Learning Rollout from Sampling:An R1-Style Tokenized Traffic Simulation Model

Abstract

Learning diverse and high-fidelity traffic simulations from human driving demonstrations is crucial for autonomous driving evaluation. The recent next-token prediction (NTP) paradigm, widely adopted in large language models (LLMs), has been applied to traffic simulation and achieves iterative improvements via supervised fine-tuning (SFT). However, such methods limit active exploration of potentially valuable motion tokens, particularly in suboptimal regions. Entropy patterns provide a promising perspective for enabling exploration driven by motion token uncertainty. Motivated by this insight, we propose a novel tokenized traffic simulation policy, R1Sim, which represents an initial attempt to explore reinforcement learning based on motion token entropy patterns, and systematically analyzes the impact of different motion tokens on simulation outcomes. Specifically, we introduce an entropy-guided adaptive sampling mechanism that focuses on previously overlooked motion tokens with high uncertainty yet high potential. We further optimize motion behaviors using Group Relative Policy Optimization (GRPO), guided by a safety-aware reward design. Overall, these components enable a balanced exploration-exploitation trade-off through diverse high-uncertainty sampling and group-wise comparative estimation, resulting in realistic, safe, and diverse multi-agent behaviors.
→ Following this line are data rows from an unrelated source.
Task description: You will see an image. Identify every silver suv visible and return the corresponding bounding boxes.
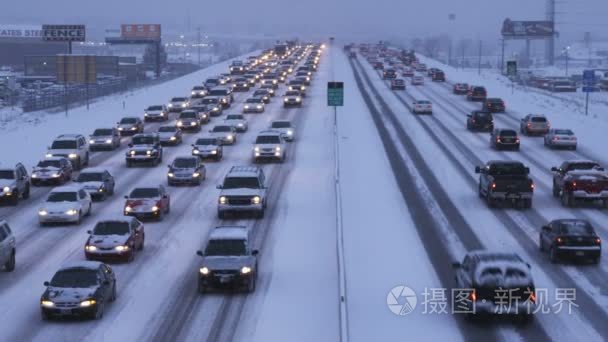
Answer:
[46,134,89,170]
[0,220,16,272]
[217,166,267,219]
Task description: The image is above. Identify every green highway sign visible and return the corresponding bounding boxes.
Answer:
[327,82,344,107]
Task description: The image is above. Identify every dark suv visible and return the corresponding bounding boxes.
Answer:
[0,163,30,205]
[197,226,258,293]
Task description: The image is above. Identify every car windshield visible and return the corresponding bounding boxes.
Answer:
[37,160,61,168]
[560,220,595,235]
[120,118,137,124]
[131,136,155,145]
[205,239,247,256]
[271,121,291,128]
[51,268,97,288]
[46,191,78,202]
[213,126,232,132]
[51,140,76,150]
[173,158,196,169]
[223,177,260,189]
[0,170,15,179]
[93,221,129,235]
[76,172,103,182]
[93,128,112,137]
[255,135,281,144]
[158,126,177,133]
[129,188,160,198]
[196,138,217,145]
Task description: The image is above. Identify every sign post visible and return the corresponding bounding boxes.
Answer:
[583,70,596,115]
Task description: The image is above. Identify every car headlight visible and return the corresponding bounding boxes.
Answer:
[80,299,97,308]
[114,246,129,252]
[40,300,55,308]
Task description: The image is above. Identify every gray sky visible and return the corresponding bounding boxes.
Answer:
[0,0,608,39]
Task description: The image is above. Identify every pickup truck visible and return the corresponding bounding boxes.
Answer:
[475,160,534,209]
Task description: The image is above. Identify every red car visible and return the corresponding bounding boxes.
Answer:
[84,217,145,261]
[124,185,171,221]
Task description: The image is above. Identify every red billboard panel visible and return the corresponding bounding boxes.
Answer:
[120,24,160,40]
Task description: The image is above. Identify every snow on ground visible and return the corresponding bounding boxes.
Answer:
[326,51,460,341]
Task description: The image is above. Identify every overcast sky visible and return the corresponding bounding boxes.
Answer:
[0,0,608,39]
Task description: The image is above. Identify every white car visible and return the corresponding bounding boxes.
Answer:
[38,185,92,225]
[412,100,433,114]
[269,120,296,142]
[253,130,287,163]
[224,114,249,133]
[545,128,577,150]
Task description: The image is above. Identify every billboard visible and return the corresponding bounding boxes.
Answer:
[501,18,555,38]
[42,25,86,42]
[120,24,160,40]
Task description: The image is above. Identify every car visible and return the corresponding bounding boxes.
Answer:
[167,97,190,113]
[156,125,183,146]
[84,217,146,262]
[74,168,116,201]
[268,120,296,142]
[144,105,169,122]
[125,133,163,167]
[467,86,488,102]
[544,128,577,150]
[481,97,507,113]
[467,110,494,132]
[452,250,537,323]
[30,157,72,186]
[412,100,433,114]
[209,125,237,145]
[475,160,534,209]
[243,96,266,113]
[538,219,602,264]
[391,78,405,90]
[0,163,30,205]
[190,86,207,99]
[116,116,144,137]
[551,159,605,197]
[0,219,17,272]
[175,109,201,132]
[196,226,258,293]
[123,184,171,221]
[45,134,89,170]
[253,89,272,104]
[192,138,224,161]
[283,90,302,108]
[519,114,551,135]
[40,261,116,321]
[89,127,120,151]
[224,114,249,133]
[411,76,424,85]
[217,166,267,219]
[38,185,93,226]
[490,128,520,151]
[167,156,207,186]
[452,83,469,95]
[253,130,287,163]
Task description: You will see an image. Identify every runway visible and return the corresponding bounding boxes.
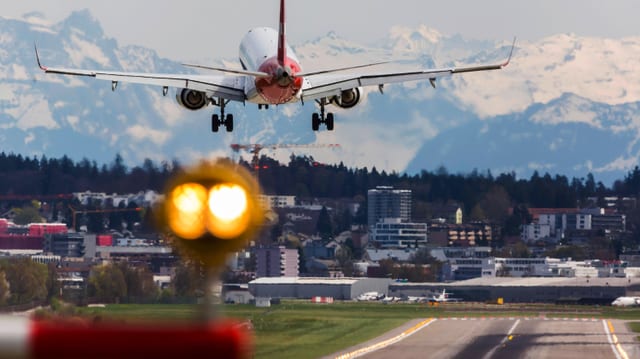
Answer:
[341,317,640,359]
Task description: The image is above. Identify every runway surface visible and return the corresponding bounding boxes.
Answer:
[340,317,640,359]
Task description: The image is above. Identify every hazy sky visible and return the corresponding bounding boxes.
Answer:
[0,0,640,60]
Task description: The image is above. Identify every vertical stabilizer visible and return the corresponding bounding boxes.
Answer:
[278,0,287,66]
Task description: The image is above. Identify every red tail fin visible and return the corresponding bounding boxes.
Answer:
[278,0,287,66]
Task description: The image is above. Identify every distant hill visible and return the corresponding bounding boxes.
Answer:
[0,11,640,184]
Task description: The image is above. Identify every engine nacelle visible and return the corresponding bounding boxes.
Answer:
[331,87,360,108]
[176,89,209,110]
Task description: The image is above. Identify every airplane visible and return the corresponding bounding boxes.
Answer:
[429,289,462,303]
[611,297,640,307]
[34,0,515,132]
[356,292,385,302]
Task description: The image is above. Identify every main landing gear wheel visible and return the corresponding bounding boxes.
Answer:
[211,114,233,132]
[324,112,333,131]
[224,114,233,132]
[211,98,233,132]
[211,114,220,132]
[311,98,333,131]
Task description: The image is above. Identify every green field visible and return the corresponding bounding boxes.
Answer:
[80,301,640,358]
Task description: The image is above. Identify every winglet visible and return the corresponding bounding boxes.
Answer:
[278,0,287,66]
[500,36,516,67]
[33,42,47,71]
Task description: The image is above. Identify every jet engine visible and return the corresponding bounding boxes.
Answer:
[331,87,360,108]
[176,89,209,110]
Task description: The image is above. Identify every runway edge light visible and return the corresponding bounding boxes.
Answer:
[156,161,264,267]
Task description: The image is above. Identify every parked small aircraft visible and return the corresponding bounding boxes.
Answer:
[356,292,384,302]
[611,297,640,307]
[429,289,462,303]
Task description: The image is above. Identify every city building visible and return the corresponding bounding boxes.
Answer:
[255,246,299,278]
[258,195,296,209]
[44,233,85,257]
[371,218,427,248]
[367,186,411,228]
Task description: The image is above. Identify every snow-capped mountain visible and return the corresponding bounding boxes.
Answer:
[0,11,640,183]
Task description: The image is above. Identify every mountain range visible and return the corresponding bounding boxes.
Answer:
[0,11,640,185]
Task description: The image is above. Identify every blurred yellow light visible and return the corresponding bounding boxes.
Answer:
[207,184,250,239]
[168,183,207,239]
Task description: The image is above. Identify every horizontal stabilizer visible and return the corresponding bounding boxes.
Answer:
[182,64,271,77]
[296,61,389,77]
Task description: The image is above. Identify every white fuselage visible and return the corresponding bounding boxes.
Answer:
[611,297,640,307]
[240,27,302,104]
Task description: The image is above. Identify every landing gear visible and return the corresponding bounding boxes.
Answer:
[211,98,233,132]
[311,98,333,131]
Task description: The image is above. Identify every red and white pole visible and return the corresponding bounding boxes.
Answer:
[0,316,252,359]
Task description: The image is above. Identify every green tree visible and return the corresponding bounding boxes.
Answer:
[173,261,204,298]
[118,262,159,303]
[0,272,11,305]
[89,263,127,303]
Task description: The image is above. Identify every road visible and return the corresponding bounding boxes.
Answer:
[344,318,640,359]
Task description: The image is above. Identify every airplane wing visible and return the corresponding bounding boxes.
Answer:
[301,40,515,100]
[36,49,246,102]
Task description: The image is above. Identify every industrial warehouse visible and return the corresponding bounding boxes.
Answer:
[249,277,640,304]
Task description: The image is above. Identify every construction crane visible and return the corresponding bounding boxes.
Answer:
[231,143,340,173]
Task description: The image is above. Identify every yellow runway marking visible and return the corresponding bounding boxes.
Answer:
[336,318,436,359]
[607,320,629,359]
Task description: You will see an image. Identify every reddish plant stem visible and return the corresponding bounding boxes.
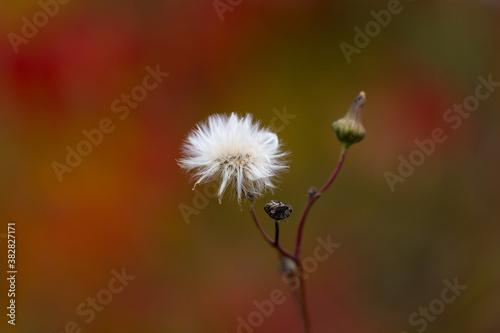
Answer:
[250,146,347,333]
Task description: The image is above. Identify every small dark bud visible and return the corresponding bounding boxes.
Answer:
[264,200,292,221]
[307,187,318,199]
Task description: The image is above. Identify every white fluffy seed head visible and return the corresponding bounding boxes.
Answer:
[178,113,288,203]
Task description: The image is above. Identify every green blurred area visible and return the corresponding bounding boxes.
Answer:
[0,0,500,333]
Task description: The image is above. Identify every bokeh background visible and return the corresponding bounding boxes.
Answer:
[0,0,500,333]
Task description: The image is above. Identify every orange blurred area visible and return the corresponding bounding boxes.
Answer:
[0,0,500,333]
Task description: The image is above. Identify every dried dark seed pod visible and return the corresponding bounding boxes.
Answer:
[264,200,292,221]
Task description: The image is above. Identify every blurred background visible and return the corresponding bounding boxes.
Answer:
[0,0,500,333]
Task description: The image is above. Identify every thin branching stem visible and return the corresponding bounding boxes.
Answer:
[250,146,347,333]
[294,148,347,258]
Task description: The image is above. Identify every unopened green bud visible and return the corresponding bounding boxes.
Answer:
[332,91,366,149]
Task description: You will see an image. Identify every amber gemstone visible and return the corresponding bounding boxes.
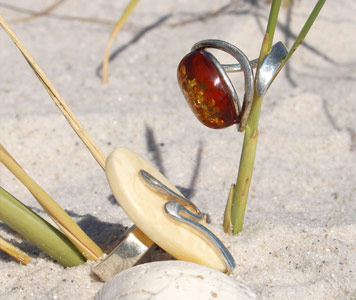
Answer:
[178,50,238,129]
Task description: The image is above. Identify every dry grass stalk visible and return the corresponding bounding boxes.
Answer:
[101,0,139,83]
[0,16,105,169]
[0,144,103,260]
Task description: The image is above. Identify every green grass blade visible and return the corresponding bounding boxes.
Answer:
[0,187,85,267]
[284,0,326,63]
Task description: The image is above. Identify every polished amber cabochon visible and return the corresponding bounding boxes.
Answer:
[178,50,238,129]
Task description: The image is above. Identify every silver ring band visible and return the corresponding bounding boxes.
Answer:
[192,40,257,131]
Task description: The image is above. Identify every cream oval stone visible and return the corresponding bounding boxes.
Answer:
[95,261,256,300]
[105,148,227,272]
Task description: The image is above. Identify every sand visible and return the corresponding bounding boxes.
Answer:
[0,0,356,300]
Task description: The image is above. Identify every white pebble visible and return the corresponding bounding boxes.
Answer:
[95,261,256,300]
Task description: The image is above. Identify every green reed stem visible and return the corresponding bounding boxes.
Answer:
[228,0,326,234]
[0,187,86,267]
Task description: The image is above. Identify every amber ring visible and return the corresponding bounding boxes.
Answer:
[178,40,257,131]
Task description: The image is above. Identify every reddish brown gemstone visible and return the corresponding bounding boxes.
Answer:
[178,50,238,129]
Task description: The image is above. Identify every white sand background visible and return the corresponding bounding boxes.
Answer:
[0,0,356,300]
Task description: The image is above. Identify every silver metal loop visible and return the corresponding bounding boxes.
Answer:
[139,170,208,220]
[164,201,235,273]
[222,58,258,73]
[192,40,254,131]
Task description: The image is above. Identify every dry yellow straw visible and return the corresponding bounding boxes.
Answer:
[101,0,139,83]
[0,16,105,169]
[0,237,31,265]
[0,144,103,260]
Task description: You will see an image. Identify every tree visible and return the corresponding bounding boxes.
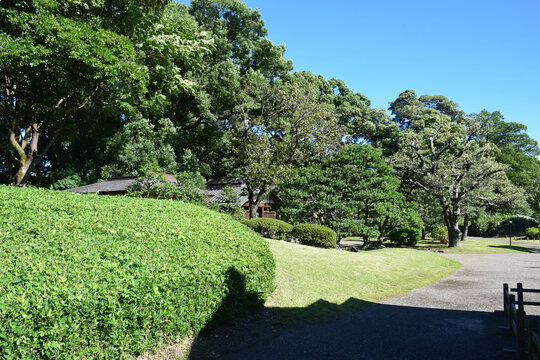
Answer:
[0,0,173,184]
[391,90,521,247]
[277,145,421,246]
[228,72,342,217]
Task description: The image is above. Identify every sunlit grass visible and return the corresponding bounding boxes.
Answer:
[266,240,460,307]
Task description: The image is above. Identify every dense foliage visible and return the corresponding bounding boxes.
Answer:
[242,218,293,240]
[0,187,274,359]
[430,226,448,244]
[388,227,422,245]
[291,224,337,248]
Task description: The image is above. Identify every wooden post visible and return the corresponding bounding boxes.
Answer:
[517,283,525,311]
[503,284,509,316]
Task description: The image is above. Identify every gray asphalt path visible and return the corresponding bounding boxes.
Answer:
[190,253,540,360]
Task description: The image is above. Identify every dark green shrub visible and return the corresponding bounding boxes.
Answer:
[0,186,275,359]
[291,224,337,248]
[525,228,540,239]
[431,226,448,244]
[388,227,422,245]
[242,218,293,240]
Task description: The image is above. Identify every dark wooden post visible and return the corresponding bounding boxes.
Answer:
[503,284,509,316]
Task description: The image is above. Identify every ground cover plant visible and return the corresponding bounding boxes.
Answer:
[242,218,293,240]
[266,240,459,310]
[0,186,274,359]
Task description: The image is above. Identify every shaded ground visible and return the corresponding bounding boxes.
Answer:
[189,253,540,359]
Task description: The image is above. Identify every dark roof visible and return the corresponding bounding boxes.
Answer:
[66,174,177,194]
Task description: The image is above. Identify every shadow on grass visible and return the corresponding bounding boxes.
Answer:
[188,269,513,360]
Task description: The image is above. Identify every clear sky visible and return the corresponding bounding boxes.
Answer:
[181,0,540,141]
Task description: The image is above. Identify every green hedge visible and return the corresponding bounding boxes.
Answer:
[388,227,422,245]
[0,186,275,359]
[242,218,293,240]
[291,224,337,248]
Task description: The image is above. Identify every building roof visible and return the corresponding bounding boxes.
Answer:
[66,174,177,194]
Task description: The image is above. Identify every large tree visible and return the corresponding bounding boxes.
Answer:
[391,90,520,247]
[0,0,172,184]
[277,145,421,245]
[228,71,342,217]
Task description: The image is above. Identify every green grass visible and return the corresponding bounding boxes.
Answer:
[266,240,460,308]
[416,238,534,254]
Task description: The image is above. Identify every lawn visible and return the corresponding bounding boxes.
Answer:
[416,238,534,254]
[266,240,460,314]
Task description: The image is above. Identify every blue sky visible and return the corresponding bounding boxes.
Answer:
[182,0,540,141]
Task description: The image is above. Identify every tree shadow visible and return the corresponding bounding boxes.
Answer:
[188,269,516,360]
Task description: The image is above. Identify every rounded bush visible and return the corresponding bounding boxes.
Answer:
[388,227,422,245]
[242,218,293,240]
[291,224,337,248]
[525,228,540,239]
[431,226,448,244]
[0,186,275,359]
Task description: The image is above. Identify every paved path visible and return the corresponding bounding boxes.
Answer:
[191,253,540,360]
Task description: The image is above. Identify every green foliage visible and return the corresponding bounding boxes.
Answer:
[0,187,275,359]
[525,227,540,239]
[291,224,337,248]
[431,226,448,244]
[388,227,422,246]
[277,145,421,241]
[242,218,293,240]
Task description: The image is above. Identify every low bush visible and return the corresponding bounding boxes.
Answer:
[388,227,422,245]
[525,228,540,239]
[431,226,448,244]
[0,186,275,359]
[291,224,337,248]
[242,218,293,240]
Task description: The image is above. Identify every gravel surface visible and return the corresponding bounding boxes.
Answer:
[190,253,540,360]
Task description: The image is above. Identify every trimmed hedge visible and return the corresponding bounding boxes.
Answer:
[388,227,422,245]
[0,186,275,359]
[431,226,448,244]
[242,218,293,240]
[291,224,337,248]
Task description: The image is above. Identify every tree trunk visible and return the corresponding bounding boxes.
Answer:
[461,214,469,241]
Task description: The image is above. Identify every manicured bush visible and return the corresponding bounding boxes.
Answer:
[431,226,448,244]
[388,227,422,245]
[525,228,540,239]
[242,218,293,240]
[0,186,275,359]
[291,224,337,248]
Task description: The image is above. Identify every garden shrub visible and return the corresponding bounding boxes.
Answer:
[242,218,293,240]
[291,224,337,248]
[431,226,448,244]
[388,227,422,245]
[0,186,275,359]
[525,227,540,239]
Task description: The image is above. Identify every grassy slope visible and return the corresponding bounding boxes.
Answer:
[267,240,460,307]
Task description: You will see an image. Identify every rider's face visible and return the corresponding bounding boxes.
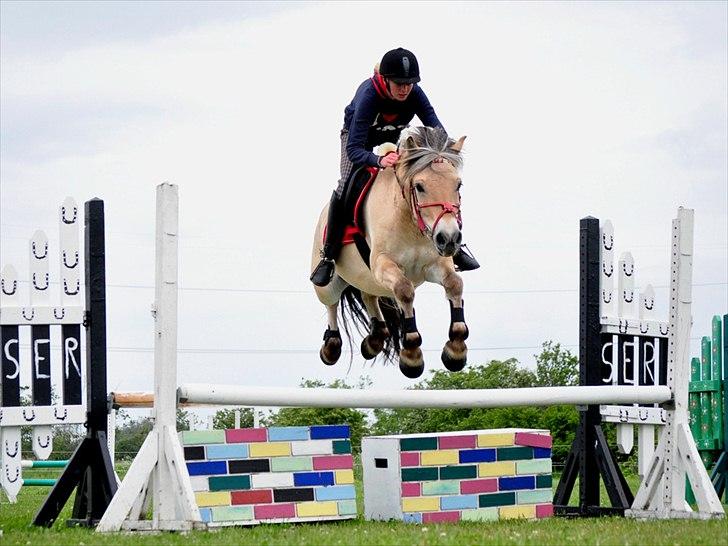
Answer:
[389,80,414,101]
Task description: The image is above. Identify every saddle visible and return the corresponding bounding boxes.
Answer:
[324,166,379,267]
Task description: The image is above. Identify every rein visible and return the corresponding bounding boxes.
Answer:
[394,160,463,238]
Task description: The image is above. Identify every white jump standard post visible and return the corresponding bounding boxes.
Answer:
[97,184,203,532]
[625,208,724,519]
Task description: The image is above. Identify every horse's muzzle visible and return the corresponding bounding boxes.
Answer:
[434,230,463,257]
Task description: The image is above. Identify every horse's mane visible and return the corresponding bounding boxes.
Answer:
[398,127,463,180]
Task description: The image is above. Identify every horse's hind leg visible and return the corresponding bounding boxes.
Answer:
[319,302,341,366]
[361,292,389,360]
[372,254,425,379]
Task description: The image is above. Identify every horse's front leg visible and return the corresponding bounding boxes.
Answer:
[427,262,469,372]
[361,292,390,360]
[372,254,425,379]
[319,303,341,366]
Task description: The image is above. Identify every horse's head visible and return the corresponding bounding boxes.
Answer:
[396,127,465,256]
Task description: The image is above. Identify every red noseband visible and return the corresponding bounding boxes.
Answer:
[411,186,463,235]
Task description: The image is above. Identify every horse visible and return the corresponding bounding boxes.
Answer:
[311,127,468,378]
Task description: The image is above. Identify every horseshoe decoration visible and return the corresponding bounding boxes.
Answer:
[31,241,48,260]
[33,273,50,291]
[5,440,20,459]
[63,250,78,269]
[0,279,18,296]
[5,465,20,483]
[63,279,81,296]
[61,205,78,224]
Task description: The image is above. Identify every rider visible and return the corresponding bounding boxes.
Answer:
[311,47,480,286]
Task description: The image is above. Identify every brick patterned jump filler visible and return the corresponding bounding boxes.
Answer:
[362,428,553,523]
[180,425,356,526]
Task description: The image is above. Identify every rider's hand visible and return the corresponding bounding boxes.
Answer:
[379,152,399,169]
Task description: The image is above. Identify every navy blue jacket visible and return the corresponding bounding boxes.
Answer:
[344,75,444,167]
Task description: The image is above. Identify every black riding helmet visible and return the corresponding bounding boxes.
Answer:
[379,47,420,85]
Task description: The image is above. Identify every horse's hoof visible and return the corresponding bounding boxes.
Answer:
[440,349,468,372]
[399,362,425,379]
[361,336,384,360]
[319,341,341,366]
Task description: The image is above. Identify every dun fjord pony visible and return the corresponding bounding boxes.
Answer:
[311,127,468,378]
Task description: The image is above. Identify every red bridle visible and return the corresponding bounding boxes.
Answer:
[410,180,463,235]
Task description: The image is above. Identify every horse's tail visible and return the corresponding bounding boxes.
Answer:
[339,286,402,362]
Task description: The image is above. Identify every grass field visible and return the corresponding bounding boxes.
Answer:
[0,462,728,546]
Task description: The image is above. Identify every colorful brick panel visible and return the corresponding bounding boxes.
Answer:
[180,425,356,526]
[362,429,553,523]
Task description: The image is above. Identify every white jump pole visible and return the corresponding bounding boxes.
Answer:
[96,184,202,532]
[177,383,672,408]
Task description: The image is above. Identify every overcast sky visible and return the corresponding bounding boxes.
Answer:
[0,1,728,408]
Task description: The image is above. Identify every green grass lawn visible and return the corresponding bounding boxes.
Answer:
[0,469,728,546]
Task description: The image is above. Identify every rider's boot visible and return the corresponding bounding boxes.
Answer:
[310,192,346,286]
[452,245,480,271]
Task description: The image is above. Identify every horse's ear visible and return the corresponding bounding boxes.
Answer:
[450,135,466,154]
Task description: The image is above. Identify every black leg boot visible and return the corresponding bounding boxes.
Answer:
[452,245,480,271]
[310,192,346,286]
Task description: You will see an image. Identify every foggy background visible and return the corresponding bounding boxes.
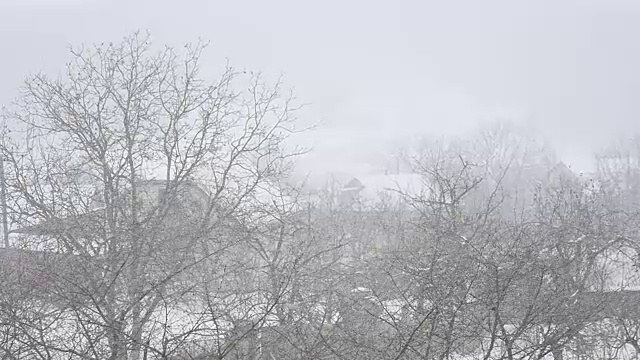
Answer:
[0,0,640,173]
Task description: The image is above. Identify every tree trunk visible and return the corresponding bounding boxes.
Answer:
[551,347,564,360]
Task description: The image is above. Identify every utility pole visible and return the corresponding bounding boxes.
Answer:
[0,155,9,249]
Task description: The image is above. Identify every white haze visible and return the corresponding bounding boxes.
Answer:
[0,0,640,176]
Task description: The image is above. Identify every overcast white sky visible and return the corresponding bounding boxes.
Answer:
[0,0,640,174]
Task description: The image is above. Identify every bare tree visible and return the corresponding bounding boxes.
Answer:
[3,34,308,360]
Extensive experiments on the Waymo Sim Agent benchmark demonstrate that R1Sim achieves competitive performance compared to state-of-the-art methods.

Figures (6)

• Figure 1: The motivation of R1Sim. (a) Exploration: Compared with Top-K sampling wu2024smart, our entropy-guided adaptive sampling explores more high-entropy motion tokens. (b) Exploitation: Compared with SFT zhang2025closed, our refined GRPO estimates group-wise advantages and selects the optimal scenario.
• Figure 2: Temporal evolution of token entropy and its role in characterizing scene uncertainty. (a) visualizes representative low- and high-entropy motion patterns at different time steps, highlighting the interested vehicle in red. (b) shows the temporal evolution of the ranked token probability distribution and the corresponding motion token entropy, where higher entropy coincides with a flatter distribution.
• Figure 3: An overview of R1Sim framework. Our framework follows (A) an NTP-based autoregressive formulation for sequential motion token generation. Exploration is facilitated by (B) an entropy-guided adaptive sampling strategy that allocates sampling budget according to token entropy, while exploitation is guided by (C) a token-level reward model operating in traffic simulation. Policy network is optimized using (D) GRPO, enabling learning through group relative advantage estimation.
• Figure 4: Entropy distribution of generated scenarios.
• Figure 5: Impact of the minimum bound $k_{min}$, maximum bound $k_{max}$ and sample ranges on RMM.